I'm not too sure what to do here. are you referring to fourier's law of heat transfer $\vec{q} = -k \nabla T$, or in our 1-dimensional case, $q = -k \frac{dT}{dx}$? If so, it seems that at each boundary of $\pm L$ we have that $-k_f \frac{dT_m}{dx} = -k_s \frac{dT_i}{dx}$ for the $i^{th}$ steel slab?

ahh, you're being clever, if i understand you correct. it would seem as though $\frac{dT_l}{dx}=\frac{dT_m}{dx}=0$ when $x=-L$ since we are in steady state. thus, no heat will transfer out, so $T$ is constant along $[-L-b,-L]$. is this correct? As for the shape, it seems the temperature will decrease from left to right. do you agree?

so, if the above reasoning is correct, our boundary conditions are: $$T'(-L)=0$$ $$k_f T_m'(L) = k_s T_r'(L)$$ $$-k_s T_r'(L+b) = h(T_r - T_{\infty})$$ but dont we need a B.C. for the temperature profile (not only derivatives)?

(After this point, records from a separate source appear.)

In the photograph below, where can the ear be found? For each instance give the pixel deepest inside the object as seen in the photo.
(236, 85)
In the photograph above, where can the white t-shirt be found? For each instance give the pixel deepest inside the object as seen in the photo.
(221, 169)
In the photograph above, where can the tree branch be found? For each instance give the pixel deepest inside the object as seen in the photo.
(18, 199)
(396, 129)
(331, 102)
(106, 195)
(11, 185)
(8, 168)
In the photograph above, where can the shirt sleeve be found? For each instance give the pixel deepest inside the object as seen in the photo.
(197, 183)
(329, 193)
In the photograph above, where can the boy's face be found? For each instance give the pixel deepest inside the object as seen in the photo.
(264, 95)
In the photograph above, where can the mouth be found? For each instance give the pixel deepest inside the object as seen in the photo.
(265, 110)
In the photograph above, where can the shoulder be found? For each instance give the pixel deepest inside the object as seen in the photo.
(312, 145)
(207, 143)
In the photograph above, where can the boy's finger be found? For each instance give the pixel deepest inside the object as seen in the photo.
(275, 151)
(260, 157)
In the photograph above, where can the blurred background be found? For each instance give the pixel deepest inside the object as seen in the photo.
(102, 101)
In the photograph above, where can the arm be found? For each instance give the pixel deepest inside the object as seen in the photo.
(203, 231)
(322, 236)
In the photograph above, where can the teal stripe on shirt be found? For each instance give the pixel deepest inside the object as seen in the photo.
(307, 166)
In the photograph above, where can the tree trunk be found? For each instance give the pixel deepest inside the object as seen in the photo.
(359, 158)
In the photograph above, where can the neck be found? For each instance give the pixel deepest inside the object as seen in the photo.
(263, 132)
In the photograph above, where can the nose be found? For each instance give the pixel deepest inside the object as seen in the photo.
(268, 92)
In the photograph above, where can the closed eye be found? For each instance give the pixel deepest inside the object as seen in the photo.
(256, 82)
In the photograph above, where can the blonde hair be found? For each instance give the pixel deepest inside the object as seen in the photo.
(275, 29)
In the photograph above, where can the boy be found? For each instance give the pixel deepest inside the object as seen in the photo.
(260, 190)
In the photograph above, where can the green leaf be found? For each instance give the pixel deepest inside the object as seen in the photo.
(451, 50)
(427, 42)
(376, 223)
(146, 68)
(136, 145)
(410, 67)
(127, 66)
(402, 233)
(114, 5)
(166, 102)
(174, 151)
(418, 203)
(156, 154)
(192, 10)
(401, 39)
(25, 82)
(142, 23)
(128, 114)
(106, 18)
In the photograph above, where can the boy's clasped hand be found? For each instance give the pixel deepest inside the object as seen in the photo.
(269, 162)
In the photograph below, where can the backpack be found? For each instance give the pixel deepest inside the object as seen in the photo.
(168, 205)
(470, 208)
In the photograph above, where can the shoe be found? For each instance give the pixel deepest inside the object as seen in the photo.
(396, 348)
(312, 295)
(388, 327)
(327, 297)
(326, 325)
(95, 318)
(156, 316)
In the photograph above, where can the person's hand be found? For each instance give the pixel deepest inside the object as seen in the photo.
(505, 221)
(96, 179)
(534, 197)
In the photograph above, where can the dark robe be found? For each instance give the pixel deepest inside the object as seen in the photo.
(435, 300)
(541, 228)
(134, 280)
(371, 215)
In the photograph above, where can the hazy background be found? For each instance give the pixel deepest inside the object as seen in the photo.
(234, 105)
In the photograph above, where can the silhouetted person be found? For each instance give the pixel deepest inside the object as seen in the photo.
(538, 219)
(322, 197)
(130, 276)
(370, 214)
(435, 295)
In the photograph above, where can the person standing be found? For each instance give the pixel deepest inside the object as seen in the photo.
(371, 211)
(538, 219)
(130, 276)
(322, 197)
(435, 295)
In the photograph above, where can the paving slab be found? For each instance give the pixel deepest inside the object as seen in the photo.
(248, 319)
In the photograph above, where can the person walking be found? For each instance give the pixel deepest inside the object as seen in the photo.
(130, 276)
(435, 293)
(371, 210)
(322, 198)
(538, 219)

the equation we will use is first $$-T_r''(x) = \dot{q}$$ and next is $$-T_m''(x) = \dot{q}$$ and it seems we actually don't need the $T_l$ profile (if the above logic is correct)?

5. Apr 19, 2014

### joshmccraney

good call! of course, what are the units associate with $h$? i know $A$ has m^2 and $T$ has kelvins. i'm just confused why area is present at all? is it because the rate of cooling is proportional to surface area and the temperature gradient, which in this case is ambient temp minus surface temp? thus, $hA(T_r-T_{\infty})$ takes units Watts per square meter?

thanks! please let me know if this is correct.

6. Apr 19, 2014

### joshmccraney

thinking about this question more (after alephzero's and chet's comments) do you two think the heat is being generated throughout the entire fluid? if so, isn't temperature constant from $[-L-b,L]$ since the generation is taking place continuously, constantly, and everywhere through $[-L,L]$?

7. Apr 19, 2014

### Staff: Mentor

You are correct to say that the temperature from $[-L-b,L]$ is constant, because no heat is flowing through this region at steady state. This is going to be at the highest temperature in your system. So you might as well take the insulated boundary to be at -L; it will make no difference in the calculated temperature profiles to the right of -L.

Chet

8. Apr 22, 2014

### joshmccraney

thanks for the help guys! i think i have a solution, but can one of you comment on this brief analysis: $\dot{q} + k_f T''(x) = 0$ implies $\dot{q}$ takes units Watts per cubic meter. However, for my energy balance I have that $\dot{q} = \frac{k_s}{b}A(T_m-T_r)$. how do i get rid of the area term? my professor said we have $\dot{q}2L = \frac{k_s}{b}(T_m-T_r)$ but i don't see how these units work out. how can we divide by area and multiply the left side by length?

9. Apr 22, 2014

### joshmccraney

nevermind, i see that the q term is my flux. thanks to you both!!!!